The parish in southwest Arkansas was chosen as the 2022-2023 partner for One Church, a diocesan initiative to give a one-time financial boost to a mission or rural church in Arkansas. Immaculate Heart of Mary Church is a growing community, with one Mass in English and one in Spanish every Sunday, plus campus ministry for students attending nearby Southern Arkansas University.
When the church, rectory and parish hall were built in the late 1970s, they never included classrooms, meeting rooms and offices. For 40 years, the parish has taken over space in the rectory and parish hall for temporary classrooms and offices. The director of religious education and secretary don’t have a permanent office where they can plan events for the coming week.

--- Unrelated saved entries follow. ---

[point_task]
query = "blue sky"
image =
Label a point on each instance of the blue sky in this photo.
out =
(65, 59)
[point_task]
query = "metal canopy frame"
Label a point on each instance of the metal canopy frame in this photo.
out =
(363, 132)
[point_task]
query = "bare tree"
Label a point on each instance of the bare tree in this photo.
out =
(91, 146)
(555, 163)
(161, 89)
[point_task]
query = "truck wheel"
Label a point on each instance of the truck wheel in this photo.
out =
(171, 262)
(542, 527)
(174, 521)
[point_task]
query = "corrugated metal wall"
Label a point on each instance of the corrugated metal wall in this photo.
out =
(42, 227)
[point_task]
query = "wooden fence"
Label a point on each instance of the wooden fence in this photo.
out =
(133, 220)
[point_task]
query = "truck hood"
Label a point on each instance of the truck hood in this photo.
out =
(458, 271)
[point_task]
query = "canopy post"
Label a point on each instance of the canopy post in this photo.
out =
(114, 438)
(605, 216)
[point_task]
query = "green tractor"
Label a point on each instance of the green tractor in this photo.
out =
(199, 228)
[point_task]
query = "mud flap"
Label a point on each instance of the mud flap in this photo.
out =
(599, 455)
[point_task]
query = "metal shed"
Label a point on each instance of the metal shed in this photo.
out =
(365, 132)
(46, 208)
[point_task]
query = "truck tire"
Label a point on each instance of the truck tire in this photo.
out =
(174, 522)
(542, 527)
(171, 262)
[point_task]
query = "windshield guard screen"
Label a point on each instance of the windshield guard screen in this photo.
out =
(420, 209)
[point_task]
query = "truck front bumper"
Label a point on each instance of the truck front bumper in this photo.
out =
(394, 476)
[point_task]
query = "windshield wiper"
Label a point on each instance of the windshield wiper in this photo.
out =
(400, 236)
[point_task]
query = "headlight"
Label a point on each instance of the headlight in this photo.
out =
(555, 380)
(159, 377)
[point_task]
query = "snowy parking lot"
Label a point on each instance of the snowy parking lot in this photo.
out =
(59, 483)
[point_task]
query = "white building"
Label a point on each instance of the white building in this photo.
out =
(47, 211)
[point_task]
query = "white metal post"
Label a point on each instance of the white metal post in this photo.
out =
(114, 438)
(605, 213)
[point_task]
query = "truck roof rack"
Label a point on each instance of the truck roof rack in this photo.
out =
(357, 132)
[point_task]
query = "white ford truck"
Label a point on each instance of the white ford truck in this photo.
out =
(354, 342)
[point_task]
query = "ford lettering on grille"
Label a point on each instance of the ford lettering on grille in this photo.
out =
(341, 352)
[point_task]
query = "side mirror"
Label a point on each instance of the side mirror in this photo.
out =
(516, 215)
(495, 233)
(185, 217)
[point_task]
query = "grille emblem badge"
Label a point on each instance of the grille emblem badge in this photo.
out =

The parish approved a two-phase plan to expand its parish hall with a conference room, two offices, enlarged kitchen and four classrooms. In phase one, the parish hall would become a ministries building, extending it about 1,000 square feet for the conference room and offices. It is estimated to cost at least $350,000.
“The parish has been working on this for years,” said Father Johns, who arrived in Magnolia in January 2020.
About 80 percent of the money is already pledged, making the parish ready for support from One Church to ensure the parish hall expansion can happen soon.
“The main reason we need the larger parish hall is we have a lot of kids,” Father Johns said. “We have a big first Communion class next year. We will have room for first Communion and sacramental prep… Increasing the space will help us build for the future.”
Alma Garcia, director of religious education and campus minister, said, “We have been longing for the parish hall and the offices and to actually have classrooms for the kids. It’s kind of uncomfortable for the teachers and the children. We have dividers to divide up the parish hall into classrooms.”
Former catechist Susan Gosdin said the temporary classrooms have made it impossible to enrich religious education lessons with bulletin boards and displays.
“When I was teaching CCD, we were in little pockets in the church and a couple of rooms in the parish hall. We had a group in the rectory conference room and then a group on the floor in his living room. We had to pack everything back up and put it away and bring it in and out.”
Father Johns said supporters of One Church also could help the parish with building and landscaping a playground to replace one that was in disrepair and removed.
“With so many kids, it was popular,” he said.
Garcia, who moved to Magnolia four years ago from New York, said, “The advantage of being in such a small community is that everybody knows everybody. People are really open to helping each other when we need to, like these kinds of things.”